While the equipment in and of itself would have made an impact regardless, the real difference has come from how MAHA has used the grants. 

The Deciding Factor

One of MAHA’s primary recruiting events is a try hockey they host each fall, and the equipment they’ve received through Gear Up Minnesota! plays a key role.

The first step MAHA takes is emphasizing the availability of age-appropriate equipment in all promotional materials and advertising. While it may seem like a piece, knowing there is high quality equipment their child can use to try the game can be the deciding factor for parents who didn’t play hockey themselves. Plus, it ensures all players have a safer and better overall experience once they hit the ice.

“Players are equipped and sized before they go on the ice,” said Rader. “We want to make sure they’re in something safe and we’re pretty serious about the kids having a HECC (Hockey Equipment Certification Council) certified helmet. Gear Up Minnesota! really helps with that.”

Then, once kids have had a chance to feel for themselves the joy of playing hockey, MAHA utilizes the equipment as an incentive to transition the player into their association.

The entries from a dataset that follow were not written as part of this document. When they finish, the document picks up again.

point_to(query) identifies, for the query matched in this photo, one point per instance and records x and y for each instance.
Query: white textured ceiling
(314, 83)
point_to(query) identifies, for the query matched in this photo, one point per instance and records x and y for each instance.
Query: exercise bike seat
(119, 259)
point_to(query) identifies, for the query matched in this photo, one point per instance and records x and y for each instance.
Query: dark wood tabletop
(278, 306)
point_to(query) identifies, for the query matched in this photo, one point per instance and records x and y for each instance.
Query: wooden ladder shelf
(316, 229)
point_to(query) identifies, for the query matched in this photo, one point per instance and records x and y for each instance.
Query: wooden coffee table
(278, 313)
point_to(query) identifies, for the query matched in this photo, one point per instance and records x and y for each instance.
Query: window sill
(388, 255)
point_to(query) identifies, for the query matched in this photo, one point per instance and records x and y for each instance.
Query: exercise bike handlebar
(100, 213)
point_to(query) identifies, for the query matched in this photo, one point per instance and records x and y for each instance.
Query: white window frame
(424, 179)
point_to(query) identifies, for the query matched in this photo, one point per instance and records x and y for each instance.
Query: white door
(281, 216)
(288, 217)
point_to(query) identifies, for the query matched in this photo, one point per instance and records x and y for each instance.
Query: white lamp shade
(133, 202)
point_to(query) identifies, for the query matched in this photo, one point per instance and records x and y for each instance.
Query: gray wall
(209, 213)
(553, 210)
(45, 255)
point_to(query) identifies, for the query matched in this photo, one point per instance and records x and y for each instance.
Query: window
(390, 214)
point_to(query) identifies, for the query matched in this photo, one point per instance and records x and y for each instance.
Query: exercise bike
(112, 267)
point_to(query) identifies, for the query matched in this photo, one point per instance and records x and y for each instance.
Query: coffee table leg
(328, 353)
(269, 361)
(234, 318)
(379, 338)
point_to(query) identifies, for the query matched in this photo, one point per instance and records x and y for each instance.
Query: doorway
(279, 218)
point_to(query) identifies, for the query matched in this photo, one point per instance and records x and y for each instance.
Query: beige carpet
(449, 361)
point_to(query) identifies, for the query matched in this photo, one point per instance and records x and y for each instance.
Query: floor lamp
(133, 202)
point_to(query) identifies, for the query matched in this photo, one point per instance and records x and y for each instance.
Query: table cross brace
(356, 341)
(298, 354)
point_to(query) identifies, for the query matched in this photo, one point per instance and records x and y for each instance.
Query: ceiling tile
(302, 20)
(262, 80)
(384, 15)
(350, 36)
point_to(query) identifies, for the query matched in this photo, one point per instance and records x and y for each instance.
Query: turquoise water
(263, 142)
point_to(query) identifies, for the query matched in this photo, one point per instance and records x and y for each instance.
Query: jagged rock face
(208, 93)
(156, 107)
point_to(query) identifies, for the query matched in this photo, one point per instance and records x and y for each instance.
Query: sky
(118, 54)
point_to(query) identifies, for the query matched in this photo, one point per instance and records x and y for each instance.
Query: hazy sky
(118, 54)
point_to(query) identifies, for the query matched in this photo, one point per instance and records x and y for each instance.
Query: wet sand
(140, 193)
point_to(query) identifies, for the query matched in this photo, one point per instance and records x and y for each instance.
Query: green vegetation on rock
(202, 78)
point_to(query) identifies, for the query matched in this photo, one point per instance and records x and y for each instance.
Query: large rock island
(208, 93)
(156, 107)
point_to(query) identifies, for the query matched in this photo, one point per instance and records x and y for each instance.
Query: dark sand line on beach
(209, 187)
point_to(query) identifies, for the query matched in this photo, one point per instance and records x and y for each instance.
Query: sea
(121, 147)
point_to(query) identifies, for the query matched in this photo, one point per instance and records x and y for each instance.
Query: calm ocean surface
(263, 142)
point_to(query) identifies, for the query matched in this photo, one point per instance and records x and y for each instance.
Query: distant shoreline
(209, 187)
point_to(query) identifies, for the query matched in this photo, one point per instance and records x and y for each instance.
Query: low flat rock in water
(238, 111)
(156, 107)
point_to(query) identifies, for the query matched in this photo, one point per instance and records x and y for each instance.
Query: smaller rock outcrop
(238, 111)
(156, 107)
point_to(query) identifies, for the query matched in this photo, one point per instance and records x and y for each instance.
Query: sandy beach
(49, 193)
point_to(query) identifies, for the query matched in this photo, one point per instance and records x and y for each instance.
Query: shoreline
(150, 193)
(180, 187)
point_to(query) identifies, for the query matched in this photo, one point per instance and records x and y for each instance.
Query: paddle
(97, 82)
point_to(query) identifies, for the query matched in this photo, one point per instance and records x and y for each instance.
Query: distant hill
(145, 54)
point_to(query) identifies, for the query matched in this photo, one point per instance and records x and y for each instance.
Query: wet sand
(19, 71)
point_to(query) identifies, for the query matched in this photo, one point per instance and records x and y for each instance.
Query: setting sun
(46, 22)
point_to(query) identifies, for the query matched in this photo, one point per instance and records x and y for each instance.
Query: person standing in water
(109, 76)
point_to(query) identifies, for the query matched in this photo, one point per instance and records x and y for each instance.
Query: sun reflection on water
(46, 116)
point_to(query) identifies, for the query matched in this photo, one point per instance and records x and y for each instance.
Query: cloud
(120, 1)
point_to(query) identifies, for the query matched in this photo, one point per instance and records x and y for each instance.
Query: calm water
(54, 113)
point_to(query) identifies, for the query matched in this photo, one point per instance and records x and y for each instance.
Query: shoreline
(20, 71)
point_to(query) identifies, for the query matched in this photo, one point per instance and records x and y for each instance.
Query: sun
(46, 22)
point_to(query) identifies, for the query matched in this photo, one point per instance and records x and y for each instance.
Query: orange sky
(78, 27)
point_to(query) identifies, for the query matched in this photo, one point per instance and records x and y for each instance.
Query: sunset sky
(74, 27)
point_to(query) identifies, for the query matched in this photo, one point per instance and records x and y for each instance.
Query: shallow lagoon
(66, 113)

“If a player registers with USA Hockey and us that day, we fill out an equipment rental form for them without having to pay the fee,” said Rader.

When parents see their children’s smiling faces and learn that hockey isn’t as expensive as they expected, the incentive draws them into action and another family joins the Mankato hockey community.

“The big misnomer we’re trying to fight is that hockey is expensive,” said Rader. “Around here, with the equipment rentals we’re able to provide, kids can play hockey for less than travel baseball.”

A Community Effort

In addition to the equipment, MAHA also does its best to incorporate the broader Mankato community in their try hockey events. The local high school programs and Minnesota State University (MSU) teams are key supporters and participants.

This fall MAHA specifically scheduled its try hockey date so the MSU Women’s Hockey team would have to time to return from a road trip to the University of North Dakota. The Mavericks rewarded the association with 20 of 24 players and the university’s mascot, Stomper, attending the event and helping young players on the ice.

“It definitely helps when you get the support of a Division I team,” said Rader.  “They’re asking, ‘What can we do, how can we help?’”

Rader hopes the impact of the Gear Up Minnesota! equipment, the growth of their program and the cohesiveness among all the hockey organizations in Mankato helps MAHA attain their goal of adding additional ice sheets in the community:

“We have a major ice shortage here in Mankato. The ability to outfit kids, get them in our program and show the community the growth in hockey and everything we do to make it accessible is a big part of our effort.”

Perhaps, the most exciting part is that once more ice becomes available MAHA might be ready to take their growth to an entirely new level.

 “We haven’t run into a scenario where we couldn’t outfit a kid,” concluded Rader.